After that, the POST and PUT requests are fairly similar, so I present them together:

function updateLikes(id, likes, callback) {
const clientReq = https.request(
{
...url.parse(`baseUrl/${id}`),
method: 'PUT',
headers: {
'Content-Type': 'application/json',
},
},
clientRes => {
clientRes.setEncoding('utf8');
clientRes.on('error', err => {
callback(err.message);
});
clientRes.on('data', () => {
// data is not needed, but res requires
// data event to be processed to exit
});
clientRes.on('end', () => {
try {
callback(null, {
statusCode: 204,
headers: {
'content-type': 'application/json',
'Access-Control-Allow-Origin': '*',
},
});
} catch (e) {
console.log(e, 'caught');
callback(e.message);
}
});
}
);
clientReq.write(
JSON.stringify({
likes,
})
);
clientReq.end();
}

function createBeer(name, likes, callback) {
const clientReq = https.request(
{
...url.parse(baseUrl),
method: 'POST',
headers: {
'Content-Type': 'application/json',
},
},
clientRes => {
clientRes.setEncoding('utf8');
clientRes.on('error', err => {
console.log(err);
callback(err.message);
});
clientRes.on('data', () => {});
clientRes.on('end', () => {
try {
callback(null, {
statusCode: 204,
headers: {
'content-type': 'application/json',
'Access-Control-Allow-Origin': '*',
},
});
} catch (e) {
console.log(e, 'caught');
callback(e.message);
}
});
}
);
clientReq.write(
JSON.stringify({
name,
likes,
})
);
clientReq.end();
}

And that’s essentially it! Notice, we are adding an ‘Access-Control-Allow-Origin’: ‘*’ header to our responses. In reality, this is not required, and could be gotten rid of in a production app. The whole point of using Netlify Functions is that this API will be served from our own app’s netlify domain, so CORS issues will be avoided! But including the headers does allow you to support other clients as well. Note that in many cases, you would want to specify allowable urls rather than using *.

Consuming the endpoints

Since you’ve installed netlify-lambda, you can now run yarn netlify-lambda to run your function. By default, it will run on localhost:9000. You can now make http requests against it using CURL, Postman, or vscode REST Client.

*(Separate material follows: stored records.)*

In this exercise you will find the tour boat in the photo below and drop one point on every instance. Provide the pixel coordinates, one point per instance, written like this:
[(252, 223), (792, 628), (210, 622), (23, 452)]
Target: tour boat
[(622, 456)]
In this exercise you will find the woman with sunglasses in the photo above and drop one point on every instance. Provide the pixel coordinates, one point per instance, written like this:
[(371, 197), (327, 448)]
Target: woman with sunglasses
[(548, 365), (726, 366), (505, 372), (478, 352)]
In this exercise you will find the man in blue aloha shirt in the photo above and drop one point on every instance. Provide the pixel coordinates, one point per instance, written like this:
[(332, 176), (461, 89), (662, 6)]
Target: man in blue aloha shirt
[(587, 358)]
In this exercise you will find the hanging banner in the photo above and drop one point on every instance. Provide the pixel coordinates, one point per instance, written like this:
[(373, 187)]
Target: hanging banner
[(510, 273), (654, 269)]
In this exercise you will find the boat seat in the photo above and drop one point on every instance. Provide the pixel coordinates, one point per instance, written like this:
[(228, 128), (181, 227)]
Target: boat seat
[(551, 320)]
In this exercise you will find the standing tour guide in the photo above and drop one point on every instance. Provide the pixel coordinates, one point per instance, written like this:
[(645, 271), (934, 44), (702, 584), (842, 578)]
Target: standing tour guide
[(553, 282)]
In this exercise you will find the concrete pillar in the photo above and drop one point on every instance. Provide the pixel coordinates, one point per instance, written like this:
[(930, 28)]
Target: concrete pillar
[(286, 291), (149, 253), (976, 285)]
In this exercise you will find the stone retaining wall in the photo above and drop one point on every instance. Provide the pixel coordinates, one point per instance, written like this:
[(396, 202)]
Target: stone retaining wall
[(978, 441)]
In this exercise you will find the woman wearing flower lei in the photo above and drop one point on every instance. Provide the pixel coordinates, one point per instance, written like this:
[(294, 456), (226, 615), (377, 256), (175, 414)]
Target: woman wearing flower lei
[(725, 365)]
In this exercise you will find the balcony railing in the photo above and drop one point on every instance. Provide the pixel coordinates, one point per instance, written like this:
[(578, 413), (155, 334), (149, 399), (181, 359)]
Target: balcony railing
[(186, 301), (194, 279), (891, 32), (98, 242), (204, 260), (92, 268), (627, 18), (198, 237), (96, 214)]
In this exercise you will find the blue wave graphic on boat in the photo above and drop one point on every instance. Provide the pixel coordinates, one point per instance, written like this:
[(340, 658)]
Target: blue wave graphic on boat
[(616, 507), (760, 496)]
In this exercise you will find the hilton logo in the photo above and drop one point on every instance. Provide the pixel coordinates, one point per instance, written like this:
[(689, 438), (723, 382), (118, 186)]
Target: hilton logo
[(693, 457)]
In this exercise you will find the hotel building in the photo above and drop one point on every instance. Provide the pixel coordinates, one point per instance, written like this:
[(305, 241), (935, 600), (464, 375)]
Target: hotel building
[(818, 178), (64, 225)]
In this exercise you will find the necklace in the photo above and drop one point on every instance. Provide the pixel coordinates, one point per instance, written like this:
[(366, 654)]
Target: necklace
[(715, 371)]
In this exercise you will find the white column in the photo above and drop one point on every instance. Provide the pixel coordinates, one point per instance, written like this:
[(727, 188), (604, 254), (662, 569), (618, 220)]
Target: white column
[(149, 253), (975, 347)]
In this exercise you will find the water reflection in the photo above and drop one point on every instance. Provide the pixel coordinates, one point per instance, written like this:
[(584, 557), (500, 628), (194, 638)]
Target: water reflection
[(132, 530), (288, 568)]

To access it in your front-end, you can use environmental variables, so that your front-end hits http://localhost:9000 in local development, and./.netlify/functions in production.

Next steps

And with that, we’ve implemented a basic endpoint with routing and multiple method support. Some additional concepts you could explore would be setting up your netlify-lambda so it uses a proxy to support requests to ./.netlify/functions in the local environment as well as production, to keep differences to a minimum.

You can also start exploring the Netlify Dev package, as this will only make this technology easier to implement and test.

Or you could run with the big dogs, and implement this directly using AWS!